As far as I'm concerned, Don Imus has never been particularly funny. I'm not easily offended but I like clever humor, regardless of the target. I may not necessarily be offended by crude or gratuitous 'humor' or lame cheap shots but I'm not likely to find it entertaining in the least. I've heard Imus a few times. I quickly change the channel.

In addition to being very unentertaining, he adds zilch to the public discourse. It would be one thing if he were making legitimate points that happened to piss some people off because sometimes the truth offends people. But this is different. He's obnoxious for its own sake. That's his schtick. That's his job. He adds nothing. Nor does Coulter. Nor does Limbaugh. Nor does Jim Carville. Nor does Sean Penn, who I saw a few days ago discussing the president's dirty underpants (note to Mr. Madonna: unless you're a porn star, please do not hold a press conference to discuss your fetishes).

My point is not to defend in any way Imus, Coulter, Limbaugh and their ilk, nor to say they should be sent to Gitmo (well maybe Coulter). They were obnoxious long before the particular flaps that got them in special hot water. And spare me the "they're just standing up to political correctness b.s." Just because you're politically incorrect doesn't exempt you for the possibility that you might be a moron who poisons what passes for public discourse in this country.

My point is to attack the media companies is that they hired these loudmouthes in the first place. That these guys were sanctioned for doing exactly what Big Media hired them for is proof not of Imus and company's worthlessness (which speaks for itself), but of the media companies' grotesque hypocrisy. It's ok to make money being offensive, but only when that poison threatens the bottom line does Big Media fake public sensitivity.

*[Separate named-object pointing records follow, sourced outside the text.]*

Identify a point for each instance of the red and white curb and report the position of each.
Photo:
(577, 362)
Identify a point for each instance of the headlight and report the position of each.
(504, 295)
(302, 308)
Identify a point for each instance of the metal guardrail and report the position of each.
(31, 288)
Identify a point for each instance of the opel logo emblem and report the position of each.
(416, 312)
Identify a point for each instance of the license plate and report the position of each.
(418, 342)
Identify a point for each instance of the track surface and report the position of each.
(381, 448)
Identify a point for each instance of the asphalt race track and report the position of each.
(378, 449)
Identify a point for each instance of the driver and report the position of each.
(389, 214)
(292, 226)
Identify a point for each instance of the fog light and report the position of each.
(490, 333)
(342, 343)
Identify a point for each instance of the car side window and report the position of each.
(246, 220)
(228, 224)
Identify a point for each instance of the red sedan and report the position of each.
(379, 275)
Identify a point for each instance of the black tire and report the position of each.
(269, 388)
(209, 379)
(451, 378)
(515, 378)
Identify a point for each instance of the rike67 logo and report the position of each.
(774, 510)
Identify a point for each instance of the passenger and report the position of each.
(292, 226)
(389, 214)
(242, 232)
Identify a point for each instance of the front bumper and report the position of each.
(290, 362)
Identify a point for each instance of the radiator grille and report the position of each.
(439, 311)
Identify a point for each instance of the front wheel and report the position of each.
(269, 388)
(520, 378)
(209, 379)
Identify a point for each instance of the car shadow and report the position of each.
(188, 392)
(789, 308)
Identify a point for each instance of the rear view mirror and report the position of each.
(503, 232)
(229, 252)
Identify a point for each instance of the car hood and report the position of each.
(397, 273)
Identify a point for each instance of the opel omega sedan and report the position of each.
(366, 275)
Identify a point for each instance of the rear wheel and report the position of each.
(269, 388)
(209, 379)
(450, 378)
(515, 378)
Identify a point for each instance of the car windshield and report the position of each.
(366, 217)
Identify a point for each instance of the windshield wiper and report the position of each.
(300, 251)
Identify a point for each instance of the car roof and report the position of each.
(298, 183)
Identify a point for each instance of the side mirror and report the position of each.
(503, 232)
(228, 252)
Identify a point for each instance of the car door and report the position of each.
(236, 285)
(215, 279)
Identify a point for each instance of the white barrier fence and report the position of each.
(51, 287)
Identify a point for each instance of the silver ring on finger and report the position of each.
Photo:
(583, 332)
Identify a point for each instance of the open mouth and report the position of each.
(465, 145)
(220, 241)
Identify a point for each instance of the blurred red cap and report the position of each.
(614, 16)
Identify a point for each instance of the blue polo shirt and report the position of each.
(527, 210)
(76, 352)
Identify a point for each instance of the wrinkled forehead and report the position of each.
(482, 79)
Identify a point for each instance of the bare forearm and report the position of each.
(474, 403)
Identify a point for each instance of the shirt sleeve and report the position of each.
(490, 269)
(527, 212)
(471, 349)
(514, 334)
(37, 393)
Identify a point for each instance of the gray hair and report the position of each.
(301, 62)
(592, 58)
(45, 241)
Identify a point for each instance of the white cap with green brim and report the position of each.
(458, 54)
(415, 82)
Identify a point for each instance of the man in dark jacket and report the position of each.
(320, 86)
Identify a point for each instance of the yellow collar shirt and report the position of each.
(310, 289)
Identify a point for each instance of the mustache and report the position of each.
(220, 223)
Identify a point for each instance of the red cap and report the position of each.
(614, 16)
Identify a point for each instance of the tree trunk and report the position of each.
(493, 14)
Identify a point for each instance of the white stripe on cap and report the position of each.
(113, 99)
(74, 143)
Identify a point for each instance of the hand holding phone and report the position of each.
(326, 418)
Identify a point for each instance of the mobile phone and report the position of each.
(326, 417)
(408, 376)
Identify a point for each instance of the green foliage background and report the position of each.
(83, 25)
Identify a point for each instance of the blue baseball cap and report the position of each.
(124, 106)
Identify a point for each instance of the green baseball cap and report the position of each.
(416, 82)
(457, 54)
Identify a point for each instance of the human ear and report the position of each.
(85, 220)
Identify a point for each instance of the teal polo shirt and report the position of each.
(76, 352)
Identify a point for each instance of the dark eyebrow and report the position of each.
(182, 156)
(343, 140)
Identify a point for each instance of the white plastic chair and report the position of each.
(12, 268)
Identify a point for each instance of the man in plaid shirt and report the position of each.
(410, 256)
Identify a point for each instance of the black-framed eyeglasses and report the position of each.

On a related note, I've been amused to see a YouTube clip making the rounds of an on-air confrontation between Bill O'Reilly and Geraldo Rivera. I think they embody everything that's wrong with the public discourse today. The idea that these two guys had some sort of disagreement was highly amusing.

Geraldo was essentially the godfather of trash TV brought to a nationwide audience and O'Reilly its current emperor. O'Reilly's 'success' wouldn't be possible if not for the path blazed by Geraldo. Though it was funny to see O'Reilly tremble with rage at someone who actually had the lungs to shout him down. I thought they were going to come to blows.

It's sad because Geraldo was once a serious journalist; his TV expose of a Long Island mental institution caused such outrage that New York state's programs for developmentally disabled children were completely revamped. Yet his legacy will be not as Murrow's or Cronkite's successor but of having spawned Bill O'Reilly.